Year 3

The goal of this project was to develop new technologies to improve the way that hematopoietic stem cells, or HSC, can be genetically modified to treat certain diseases. HSC are the adult stem cells found in the bone marrow that give rise to all of the components of the blood and immune systems. Gene therapy describes ways in which these cells can be modified to provide a treatment for certain genetic diseases, such as sickle cell disease or severe immune deficiencies, as well as serious infections such as HIV/AIDS. Gene editing is a very precise type of gene therapy that involves specific genes being targeted for manipulation, and another goal of this project was to develop ways to use gene editing to block HIV replication. Currently, any type of HSC gene therapy or gene editing needs to be done outside the body, and the process involves harvesting the cells from a patient, manipulating them in a lab, and then returning them to a patient. A much simpler approach would be if we could engineer the HSC while still inside the body, in the bone marrow itself.
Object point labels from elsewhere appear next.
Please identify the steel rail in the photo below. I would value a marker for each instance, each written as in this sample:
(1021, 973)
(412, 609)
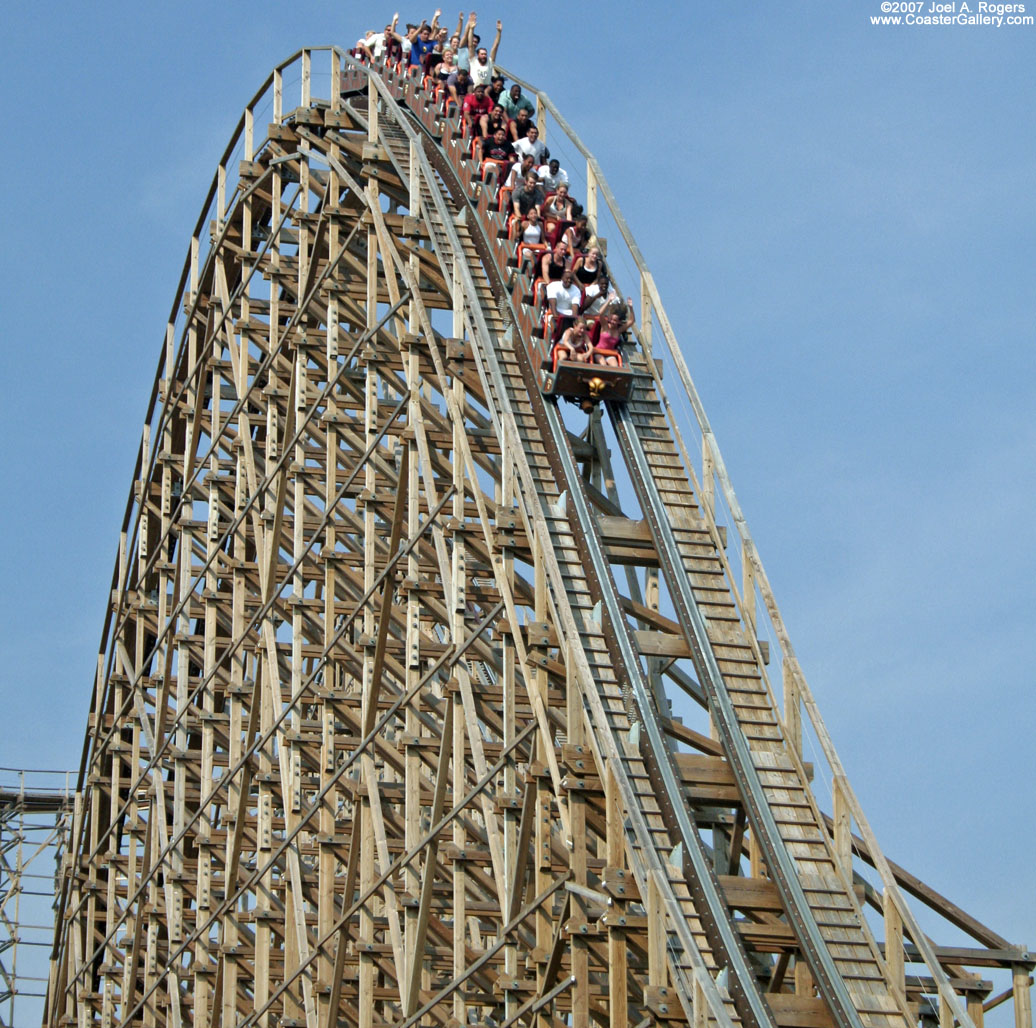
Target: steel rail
(879, 860)
(742, 978)
(778, 861)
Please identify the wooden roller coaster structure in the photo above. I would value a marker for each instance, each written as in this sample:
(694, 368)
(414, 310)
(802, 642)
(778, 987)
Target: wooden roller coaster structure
(413, 707)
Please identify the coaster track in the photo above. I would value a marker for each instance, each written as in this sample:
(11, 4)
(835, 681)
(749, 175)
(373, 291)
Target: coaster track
(411, 707)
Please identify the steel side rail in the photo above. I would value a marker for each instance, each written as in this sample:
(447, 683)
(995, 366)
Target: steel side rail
(706, 981)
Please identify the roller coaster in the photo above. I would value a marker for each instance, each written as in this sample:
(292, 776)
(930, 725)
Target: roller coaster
(424, 698)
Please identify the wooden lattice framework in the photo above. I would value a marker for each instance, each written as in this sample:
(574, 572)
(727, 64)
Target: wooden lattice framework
(376, 731)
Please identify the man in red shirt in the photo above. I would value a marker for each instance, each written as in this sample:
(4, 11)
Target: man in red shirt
(476, 111)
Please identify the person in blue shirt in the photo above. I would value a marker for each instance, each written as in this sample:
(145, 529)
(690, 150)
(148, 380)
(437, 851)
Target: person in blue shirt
(516, 101)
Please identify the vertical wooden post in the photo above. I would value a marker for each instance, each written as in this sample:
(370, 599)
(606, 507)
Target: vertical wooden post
(1023, 998)
(617, 1000)
(843, 825)
(894, 967)
(646, 314)
(307, 76)
(793, 705)
(657, 973)
(592, 199)
(747, 586)
(708, 478)
(336, 81)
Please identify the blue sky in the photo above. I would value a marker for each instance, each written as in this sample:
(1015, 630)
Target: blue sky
(841, 222)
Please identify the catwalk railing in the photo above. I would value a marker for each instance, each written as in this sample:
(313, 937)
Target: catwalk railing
(315, 76)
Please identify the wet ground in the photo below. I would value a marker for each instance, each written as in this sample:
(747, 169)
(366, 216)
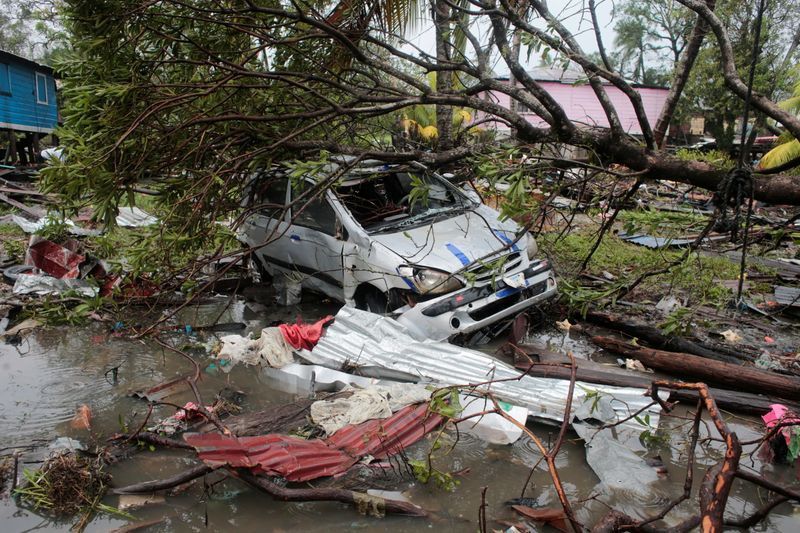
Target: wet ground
(58, 369)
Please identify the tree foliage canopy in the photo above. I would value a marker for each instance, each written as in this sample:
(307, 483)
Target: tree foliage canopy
(186, 97)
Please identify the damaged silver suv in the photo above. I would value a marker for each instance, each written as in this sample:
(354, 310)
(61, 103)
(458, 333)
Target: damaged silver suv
(396, 239)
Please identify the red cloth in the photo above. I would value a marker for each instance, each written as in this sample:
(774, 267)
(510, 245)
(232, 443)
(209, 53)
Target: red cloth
(54, 259)
(302, 335)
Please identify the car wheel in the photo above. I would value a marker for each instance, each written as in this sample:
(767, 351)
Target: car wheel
(255, 270)
(373, 300)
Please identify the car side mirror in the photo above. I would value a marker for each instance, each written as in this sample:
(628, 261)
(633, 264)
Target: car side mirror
(339, 232)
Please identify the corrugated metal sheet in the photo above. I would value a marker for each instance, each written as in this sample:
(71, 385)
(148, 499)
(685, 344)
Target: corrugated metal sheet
(297, 459)
(361, 338)
(382, 438)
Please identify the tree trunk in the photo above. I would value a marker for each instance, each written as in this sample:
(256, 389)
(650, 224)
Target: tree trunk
(734, 401)
(653, 336)
(444, 78)
(682, 71)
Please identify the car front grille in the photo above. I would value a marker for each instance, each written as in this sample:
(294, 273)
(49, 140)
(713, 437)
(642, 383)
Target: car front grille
(487, 269)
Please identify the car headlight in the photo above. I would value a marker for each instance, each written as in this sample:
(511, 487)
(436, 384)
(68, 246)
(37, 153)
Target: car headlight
(531, 246)
(428, 281)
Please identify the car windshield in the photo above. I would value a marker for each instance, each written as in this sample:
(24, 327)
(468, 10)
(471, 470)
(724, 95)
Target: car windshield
(394, 199)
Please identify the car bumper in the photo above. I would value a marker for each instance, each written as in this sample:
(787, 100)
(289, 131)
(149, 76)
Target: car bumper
(473, 308)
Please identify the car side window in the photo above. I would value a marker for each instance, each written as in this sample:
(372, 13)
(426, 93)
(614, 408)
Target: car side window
(272, 191)
(318, 215)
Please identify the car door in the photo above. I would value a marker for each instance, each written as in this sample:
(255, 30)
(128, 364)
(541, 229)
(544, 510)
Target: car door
(316, 243)
(267, 227)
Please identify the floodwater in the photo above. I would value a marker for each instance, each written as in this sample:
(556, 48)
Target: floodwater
(57, 369)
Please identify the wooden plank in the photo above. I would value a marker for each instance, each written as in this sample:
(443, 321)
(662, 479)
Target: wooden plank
(592, 372)
(32, 211)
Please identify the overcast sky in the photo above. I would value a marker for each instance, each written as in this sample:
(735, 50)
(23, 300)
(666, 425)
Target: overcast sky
(571, 13)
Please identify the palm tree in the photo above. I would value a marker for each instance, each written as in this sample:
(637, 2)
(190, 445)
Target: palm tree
(788, 151)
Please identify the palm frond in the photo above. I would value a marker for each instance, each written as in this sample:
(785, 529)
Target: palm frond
(780, 155)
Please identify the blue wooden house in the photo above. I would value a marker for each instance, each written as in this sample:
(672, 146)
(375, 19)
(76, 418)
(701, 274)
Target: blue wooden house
(27, 101)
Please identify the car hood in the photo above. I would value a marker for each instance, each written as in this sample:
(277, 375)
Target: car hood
(453, 243)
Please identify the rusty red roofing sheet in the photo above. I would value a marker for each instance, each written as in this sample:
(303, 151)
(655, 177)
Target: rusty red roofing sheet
(297, 459)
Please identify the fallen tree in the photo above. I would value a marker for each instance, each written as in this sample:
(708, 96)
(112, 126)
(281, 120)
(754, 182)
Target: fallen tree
(734, 377)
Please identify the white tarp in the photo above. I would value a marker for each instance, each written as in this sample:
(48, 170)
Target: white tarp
(43, 285)
(493, 428)
(362, 338)
(270, 349)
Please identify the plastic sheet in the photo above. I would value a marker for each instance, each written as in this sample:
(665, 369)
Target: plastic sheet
(373, 339)
(43, 285)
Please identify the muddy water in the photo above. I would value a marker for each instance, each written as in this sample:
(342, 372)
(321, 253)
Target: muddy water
(57, 369)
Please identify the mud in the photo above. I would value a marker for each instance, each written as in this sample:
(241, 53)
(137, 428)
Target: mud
(58, 369)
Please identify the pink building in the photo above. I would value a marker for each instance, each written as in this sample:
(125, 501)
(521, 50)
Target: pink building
(572, 91)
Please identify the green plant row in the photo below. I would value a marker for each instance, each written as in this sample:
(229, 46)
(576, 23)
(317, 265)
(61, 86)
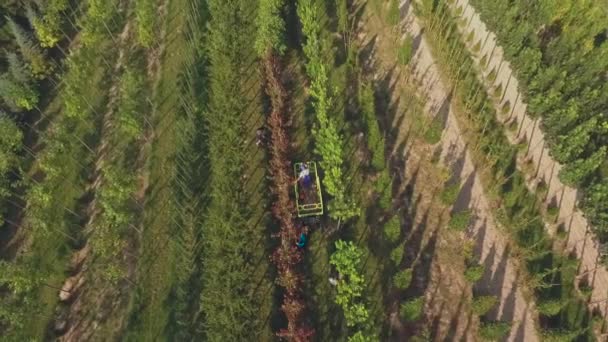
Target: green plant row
(558, 52)
(51, 216)
(329, 144)
(518, 209)
(230, 306)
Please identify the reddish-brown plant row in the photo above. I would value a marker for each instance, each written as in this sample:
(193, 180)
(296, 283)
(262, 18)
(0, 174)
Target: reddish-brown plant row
(287, 256)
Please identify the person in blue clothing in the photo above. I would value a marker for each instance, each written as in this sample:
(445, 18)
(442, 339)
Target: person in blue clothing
(304, 175)
(302, 240)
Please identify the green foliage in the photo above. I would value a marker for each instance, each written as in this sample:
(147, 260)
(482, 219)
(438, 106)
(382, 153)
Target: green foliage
(271, 27)
(48, 26)
(375, 140)
(559, 335)
(99, 13)
(145, 15)
(129, 120)
(432, 133)
(16, 87)
(384, 187)
(397, 254)
(394, 14)
(474, 273)
(411, 310)
(346, 259)
(579, 171)
(560, 69)
(403, 279)
(449, 194)
(494, 331)
(550, 307)
(460, 220)
(392, 229)
(482, 304)
(328, 142)
(406, 50)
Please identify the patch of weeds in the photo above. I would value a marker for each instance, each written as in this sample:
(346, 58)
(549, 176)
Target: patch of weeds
(403, 279)
(483, 304)
(494, 330)
(460, 220)
(474, 273)
(397, 255)
(392, 229)
(449, 194)
(411, 310)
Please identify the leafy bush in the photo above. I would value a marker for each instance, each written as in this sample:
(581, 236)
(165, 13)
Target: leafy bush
(550, 307)
(411, 310)
(392, 229)
(375, 140)
(405, 52)
(384, 187)
(432, 134)
(460, 220)
(494, 331)
(397, 254)
(394, 14)
(474, 273)
(482, 304)
(346, 259)
(145, 16)
(403, 279)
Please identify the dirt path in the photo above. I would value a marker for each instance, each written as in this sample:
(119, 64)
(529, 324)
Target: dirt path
(580, 238)
(501, 275)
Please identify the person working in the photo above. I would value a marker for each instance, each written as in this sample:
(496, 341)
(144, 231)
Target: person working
(301, 241)
(304, 175)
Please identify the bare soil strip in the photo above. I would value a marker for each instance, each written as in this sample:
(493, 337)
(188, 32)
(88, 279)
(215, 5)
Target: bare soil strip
(501, 277)
(579, 237)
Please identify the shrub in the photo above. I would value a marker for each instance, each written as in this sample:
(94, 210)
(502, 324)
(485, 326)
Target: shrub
(482, 304)
(432, 134)
(477, 47)
(492, 75)
(411, 310)
(506, 108)
(403, 279)
(474, 273)
(494, 331)
(484, 61)
(449, 194)
(406, 50)
(470, 36)
(397, 255)
(392, 229)
(384, 188)
(394, 14)
(460, 220)
(498, 91)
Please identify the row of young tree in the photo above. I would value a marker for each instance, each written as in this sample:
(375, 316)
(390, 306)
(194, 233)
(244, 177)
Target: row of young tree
(329, 143)
(287, 258)
(559, 53)
(551, 273)
(229, 304)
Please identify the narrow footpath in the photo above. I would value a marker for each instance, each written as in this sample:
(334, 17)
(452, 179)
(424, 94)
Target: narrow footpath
(501, 271)
(579, 239)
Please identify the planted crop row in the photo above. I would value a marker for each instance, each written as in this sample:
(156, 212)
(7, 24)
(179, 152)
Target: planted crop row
(558, 52)
(231, 299)
(329, 144)
(287, 258)
(551, 274)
Towards that goal we have now identified a novel form of a common virus, called AAV, that can seek out HSC in vivo. The overall goal is to use this novel AAV vector to deliver gene editing reagents directly to HSC, and thereby simplify the whole process. Finally, although our initial aim is to combine this novel AAV vector system with gene editing technologies to develop new treatments for HIV, the capability to do in vivo gene editing could also be broadly applied to other diseases of the blood and immune systems.